Dank der stetigen Ausweitung der Produktpalette verzeichnete Yakumo in den letzten Jahren einen einstelligen Umsatzzuwachs. Im Jahr 2005 wurde ein Umsatz von 200 Millionen Euro erwirtschaftet.

Yakumo vertrieb die Geräte, stellte sie aber nicht selbst her. Ein Hersteller der Yakumo-Notebooks war z. B. Mitac. Die Garantie- und Serviceabwicklung wird von der Firma Bestland Produktion und Logistik GmbH (Aue) durchgeführt.

Ursprünglich war Yakumo eine Tochterfirma und Marke des Braunschweiger Computer-Großhändlers Frank & Walter, der Ende 1999 insolvent wurde. 1999 meldete Yakumo Insolvenz an, so dass das heutige Unternehmen kein Rechtsnachfolger der damaligen Firma ist. Frank & Walter seinerseits gehörte seit 1997 zu dem US-amerikanischen IT-Großhändler CHS Electronics Inc., dessen finanzieller Engpass im Herbst 1999 die deutsche CHS und anschließend deren Tochter Frank & Walter und einige andere IT-Unternehmen in die Pleite führte.

Anfang Oktober 2006 erklärte die MAXDATA AG, dass sie Yakumo übernehmen würde; Mitte Dezember gab das Unternehmen dann aber überraschend den Stopp des Kaufes bekannt.

Am 23. Januar 2007 wurde den Mitarbeitern erklärt, dass das Unternehmen liquidiert werde, obwohl Geschäftsführer Jürgen Rakow noch am Vortag gegenüber der Fachhandelszeitschrift Computer Reseller News (kurz CRN, [1]) Gerüchte über Schließungen dementiert hatte.

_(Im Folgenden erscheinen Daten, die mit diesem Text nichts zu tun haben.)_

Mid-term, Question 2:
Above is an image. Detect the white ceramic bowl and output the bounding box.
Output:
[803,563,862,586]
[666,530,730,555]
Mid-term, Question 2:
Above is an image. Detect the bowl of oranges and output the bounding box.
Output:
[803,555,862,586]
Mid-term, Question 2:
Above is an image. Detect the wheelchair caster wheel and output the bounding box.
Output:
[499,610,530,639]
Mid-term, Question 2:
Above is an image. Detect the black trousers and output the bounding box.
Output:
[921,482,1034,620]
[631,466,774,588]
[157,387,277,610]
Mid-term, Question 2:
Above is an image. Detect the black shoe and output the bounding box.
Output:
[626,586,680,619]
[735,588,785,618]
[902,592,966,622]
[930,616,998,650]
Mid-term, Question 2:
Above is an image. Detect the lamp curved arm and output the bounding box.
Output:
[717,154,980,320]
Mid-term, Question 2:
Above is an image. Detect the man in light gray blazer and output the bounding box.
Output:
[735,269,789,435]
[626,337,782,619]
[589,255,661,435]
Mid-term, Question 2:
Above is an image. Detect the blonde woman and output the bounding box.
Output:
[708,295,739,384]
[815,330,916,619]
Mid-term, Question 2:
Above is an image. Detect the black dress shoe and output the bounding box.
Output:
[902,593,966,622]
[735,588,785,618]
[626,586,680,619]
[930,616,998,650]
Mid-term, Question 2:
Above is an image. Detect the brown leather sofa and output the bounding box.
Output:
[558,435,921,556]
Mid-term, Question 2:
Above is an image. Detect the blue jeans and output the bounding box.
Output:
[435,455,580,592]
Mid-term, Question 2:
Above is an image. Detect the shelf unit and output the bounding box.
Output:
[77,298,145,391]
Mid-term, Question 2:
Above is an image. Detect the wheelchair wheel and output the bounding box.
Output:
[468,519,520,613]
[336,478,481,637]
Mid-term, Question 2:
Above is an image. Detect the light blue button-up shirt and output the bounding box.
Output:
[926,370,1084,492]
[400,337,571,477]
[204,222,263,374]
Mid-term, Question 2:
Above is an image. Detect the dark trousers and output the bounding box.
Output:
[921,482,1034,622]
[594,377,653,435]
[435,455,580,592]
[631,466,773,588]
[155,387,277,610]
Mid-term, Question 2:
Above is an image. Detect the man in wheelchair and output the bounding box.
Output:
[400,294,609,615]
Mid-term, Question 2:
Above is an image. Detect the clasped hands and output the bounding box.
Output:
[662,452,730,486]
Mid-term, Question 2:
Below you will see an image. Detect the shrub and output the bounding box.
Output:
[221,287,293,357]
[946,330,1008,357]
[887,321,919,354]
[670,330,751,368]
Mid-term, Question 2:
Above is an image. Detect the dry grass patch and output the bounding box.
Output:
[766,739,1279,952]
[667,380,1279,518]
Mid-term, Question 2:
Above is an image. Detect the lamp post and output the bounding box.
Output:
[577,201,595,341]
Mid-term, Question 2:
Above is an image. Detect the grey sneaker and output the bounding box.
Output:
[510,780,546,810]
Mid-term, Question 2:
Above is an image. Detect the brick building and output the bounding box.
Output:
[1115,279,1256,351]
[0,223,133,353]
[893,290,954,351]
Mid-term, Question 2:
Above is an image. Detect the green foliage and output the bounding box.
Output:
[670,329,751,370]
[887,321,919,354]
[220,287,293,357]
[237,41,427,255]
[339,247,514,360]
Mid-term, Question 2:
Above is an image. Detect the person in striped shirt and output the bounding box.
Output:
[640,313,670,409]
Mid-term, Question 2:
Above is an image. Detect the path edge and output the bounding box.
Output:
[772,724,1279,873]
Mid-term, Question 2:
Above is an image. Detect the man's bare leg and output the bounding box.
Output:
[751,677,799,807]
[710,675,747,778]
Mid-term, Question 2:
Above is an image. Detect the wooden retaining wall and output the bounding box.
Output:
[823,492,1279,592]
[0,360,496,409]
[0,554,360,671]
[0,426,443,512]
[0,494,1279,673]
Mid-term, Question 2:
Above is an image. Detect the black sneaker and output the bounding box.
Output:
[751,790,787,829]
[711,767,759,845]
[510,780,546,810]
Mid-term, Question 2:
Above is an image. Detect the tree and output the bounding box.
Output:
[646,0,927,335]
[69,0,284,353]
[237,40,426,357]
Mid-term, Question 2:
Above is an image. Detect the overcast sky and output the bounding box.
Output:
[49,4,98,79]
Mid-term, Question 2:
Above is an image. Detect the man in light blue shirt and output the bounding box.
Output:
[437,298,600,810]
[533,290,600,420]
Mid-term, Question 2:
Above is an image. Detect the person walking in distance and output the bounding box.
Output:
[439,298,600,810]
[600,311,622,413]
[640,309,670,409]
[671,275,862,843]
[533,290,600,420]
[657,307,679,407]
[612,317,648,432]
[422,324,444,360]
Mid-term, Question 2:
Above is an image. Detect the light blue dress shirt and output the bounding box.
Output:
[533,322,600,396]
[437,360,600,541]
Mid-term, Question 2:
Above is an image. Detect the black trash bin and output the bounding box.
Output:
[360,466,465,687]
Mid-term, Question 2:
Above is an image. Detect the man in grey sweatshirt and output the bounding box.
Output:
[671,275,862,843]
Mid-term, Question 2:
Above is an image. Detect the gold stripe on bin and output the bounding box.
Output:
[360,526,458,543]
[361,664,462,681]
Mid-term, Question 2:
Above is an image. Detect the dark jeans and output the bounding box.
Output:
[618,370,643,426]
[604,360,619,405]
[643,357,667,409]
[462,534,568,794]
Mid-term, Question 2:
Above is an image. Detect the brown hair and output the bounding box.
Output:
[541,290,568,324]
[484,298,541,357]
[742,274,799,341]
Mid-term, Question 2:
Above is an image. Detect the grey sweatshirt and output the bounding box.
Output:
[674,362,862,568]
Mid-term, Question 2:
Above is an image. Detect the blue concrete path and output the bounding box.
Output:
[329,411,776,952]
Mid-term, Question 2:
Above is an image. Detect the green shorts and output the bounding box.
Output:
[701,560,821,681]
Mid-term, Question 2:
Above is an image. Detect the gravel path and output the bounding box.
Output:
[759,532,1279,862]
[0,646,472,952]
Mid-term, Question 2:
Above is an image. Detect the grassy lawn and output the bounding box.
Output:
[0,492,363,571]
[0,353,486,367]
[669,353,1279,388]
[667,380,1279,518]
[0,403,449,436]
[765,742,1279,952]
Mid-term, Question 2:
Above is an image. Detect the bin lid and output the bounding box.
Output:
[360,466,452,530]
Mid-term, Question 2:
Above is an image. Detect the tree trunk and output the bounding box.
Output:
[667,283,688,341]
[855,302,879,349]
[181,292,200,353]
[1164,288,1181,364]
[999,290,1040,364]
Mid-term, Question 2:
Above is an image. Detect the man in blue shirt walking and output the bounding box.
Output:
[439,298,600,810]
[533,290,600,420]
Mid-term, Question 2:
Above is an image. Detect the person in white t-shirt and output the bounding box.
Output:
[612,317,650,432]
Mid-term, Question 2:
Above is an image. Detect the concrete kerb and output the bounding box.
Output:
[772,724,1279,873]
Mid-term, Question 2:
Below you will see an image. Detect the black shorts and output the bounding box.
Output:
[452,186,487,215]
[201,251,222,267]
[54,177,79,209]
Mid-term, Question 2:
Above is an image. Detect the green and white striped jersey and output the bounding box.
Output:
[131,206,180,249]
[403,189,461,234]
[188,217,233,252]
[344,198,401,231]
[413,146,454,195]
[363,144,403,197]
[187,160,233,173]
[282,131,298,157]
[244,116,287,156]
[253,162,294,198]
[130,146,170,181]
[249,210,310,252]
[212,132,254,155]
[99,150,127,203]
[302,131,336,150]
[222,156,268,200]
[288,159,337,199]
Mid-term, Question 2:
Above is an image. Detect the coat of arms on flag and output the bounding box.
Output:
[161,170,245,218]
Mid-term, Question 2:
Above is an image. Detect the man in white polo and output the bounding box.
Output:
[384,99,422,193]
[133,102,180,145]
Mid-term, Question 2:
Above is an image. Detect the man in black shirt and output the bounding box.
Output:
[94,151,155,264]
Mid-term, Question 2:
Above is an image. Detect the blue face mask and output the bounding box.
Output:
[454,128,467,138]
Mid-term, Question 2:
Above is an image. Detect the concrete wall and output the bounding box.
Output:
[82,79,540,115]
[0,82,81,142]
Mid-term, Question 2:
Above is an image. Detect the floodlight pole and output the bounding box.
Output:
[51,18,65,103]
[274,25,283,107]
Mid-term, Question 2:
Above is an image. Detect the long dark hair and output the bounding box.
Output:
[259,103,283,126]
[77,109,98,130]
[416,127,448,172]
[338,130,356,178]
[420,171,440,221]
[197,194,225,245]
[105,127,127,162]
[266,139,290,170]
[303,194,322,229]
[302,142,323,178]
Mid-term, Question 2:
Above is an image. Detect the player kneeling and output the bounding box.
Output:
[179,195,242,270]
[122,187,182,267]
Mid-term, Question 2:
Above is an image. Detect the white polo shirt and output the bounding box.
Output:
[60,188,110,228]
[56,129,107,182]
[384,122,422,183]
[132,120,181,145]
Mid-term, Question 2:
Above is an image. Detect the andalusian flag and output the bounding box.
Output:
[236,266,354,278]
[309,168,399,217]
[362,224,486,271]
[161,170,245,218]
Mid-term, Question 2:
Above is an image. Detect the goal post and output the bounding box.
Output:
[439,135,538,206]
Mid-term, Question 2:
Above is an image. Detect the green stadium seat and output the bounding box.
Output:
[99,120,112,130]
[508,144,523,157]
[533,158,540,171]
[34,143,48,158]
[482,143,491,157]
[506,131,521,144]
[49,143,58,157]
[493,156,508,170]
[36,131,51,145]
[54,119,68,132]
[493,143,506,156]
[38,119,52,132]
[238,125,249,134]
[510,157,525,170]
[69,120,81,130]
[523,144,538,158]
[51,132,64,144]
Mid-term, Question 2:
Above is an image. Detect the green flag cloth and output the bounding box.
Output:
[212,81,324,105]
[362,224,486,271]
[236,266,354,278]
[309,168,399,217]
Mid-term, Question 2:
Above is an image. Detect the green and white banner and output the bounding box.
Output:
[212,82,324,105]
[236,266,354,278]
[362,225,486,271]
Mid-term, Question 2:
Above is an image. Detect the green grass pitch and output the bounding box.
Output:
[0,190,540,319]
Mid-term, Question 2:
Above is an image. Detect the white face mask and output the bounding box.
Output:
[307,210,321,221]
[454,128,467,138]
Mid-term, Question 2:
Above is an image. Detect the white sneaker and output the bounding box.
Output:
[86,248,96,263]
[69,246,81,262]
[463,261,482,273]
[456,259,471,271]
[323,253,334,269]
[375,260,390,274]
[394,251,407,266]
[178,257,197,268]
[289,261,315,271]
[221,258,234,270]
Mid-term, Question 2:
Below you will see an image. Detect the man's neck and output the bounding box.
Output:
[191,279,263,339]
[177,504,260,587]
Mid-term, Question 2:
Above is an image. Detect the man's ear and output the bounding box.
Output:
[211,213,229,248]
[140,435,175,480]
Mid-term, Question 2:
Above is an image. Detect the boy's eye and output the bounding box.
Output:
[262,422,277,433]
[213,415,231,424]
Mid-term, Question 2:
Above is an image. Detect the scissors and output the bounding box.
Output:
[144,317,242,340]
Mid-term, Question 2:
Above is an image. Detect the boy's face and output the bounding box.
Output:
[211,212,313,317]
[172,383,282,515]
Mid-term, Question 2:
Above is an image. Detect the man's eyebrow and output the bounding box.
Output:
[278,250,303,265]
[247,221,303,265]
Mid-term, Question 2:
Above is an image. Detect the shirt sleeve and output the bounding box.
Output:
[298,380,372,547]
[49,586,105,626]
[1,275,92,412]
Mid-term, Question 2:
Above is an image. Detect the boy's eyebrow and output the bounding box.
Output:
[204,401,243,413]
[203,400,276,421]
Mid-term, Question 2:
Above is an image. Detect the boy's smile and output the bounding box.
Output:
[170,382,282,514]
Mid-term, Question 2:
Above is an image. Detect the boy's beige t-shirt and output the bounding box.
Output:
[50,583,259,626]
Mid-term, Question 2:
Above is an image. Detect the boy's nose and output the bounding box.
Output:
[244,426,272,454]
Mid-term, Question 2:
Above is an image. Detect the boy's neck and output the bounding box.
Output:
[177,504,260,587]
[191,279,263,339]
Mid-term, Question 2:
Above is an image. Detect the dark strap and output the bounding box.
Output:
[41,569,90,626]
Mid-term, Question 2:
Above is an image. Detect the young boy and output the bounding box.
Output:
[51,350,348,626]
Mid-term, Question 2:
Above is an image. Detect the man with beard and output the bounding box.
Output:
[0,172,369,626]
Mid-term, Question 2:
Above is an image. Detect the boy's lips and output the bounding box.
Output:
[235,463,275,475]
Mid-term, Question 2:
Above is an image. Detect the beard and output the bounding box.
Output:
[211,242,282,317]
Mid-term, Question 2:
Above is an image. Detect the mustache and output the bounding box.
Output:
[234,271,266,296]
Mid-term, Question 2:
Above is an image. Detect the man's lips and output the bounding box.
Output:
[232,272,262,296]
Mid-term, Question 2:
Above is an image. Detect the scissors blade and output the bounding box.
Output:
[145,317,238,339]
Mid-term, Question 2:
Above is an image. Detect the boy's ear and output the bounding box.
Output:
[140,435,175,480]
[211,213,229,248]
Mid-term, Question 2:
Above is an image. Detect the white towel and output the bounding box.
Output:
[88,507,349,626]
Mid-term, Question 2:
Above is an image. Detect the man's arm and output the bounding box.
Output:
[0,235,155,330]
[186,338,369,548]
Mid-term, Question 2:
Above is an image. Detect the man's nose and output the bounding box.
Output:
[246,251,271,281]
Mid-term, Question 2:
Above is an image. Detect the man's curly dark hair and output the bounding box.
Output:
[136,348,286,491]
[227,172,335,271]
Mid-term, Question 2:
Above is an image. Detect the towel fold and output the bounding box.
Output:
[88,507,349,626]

Zwischenzeitlich gehörte die Marke Yakumo dem Berliner Distributer More Computer AG, der nach der Übernahme durch die Teles AG die Rechte an einige Personen (Dr. Rakow usw.)verkaufte."

http://de.wikipedia.org/wiki/Yakumo
 
Zuletzt bearbeitet:
Hi, ich besitze 2 TFTs von Yakumo einen 17" und einen 19" beide ca. 1,5 Jahre alt mit null Problemen zu günstigen Preisen. Schade das es so weit kommen mußte.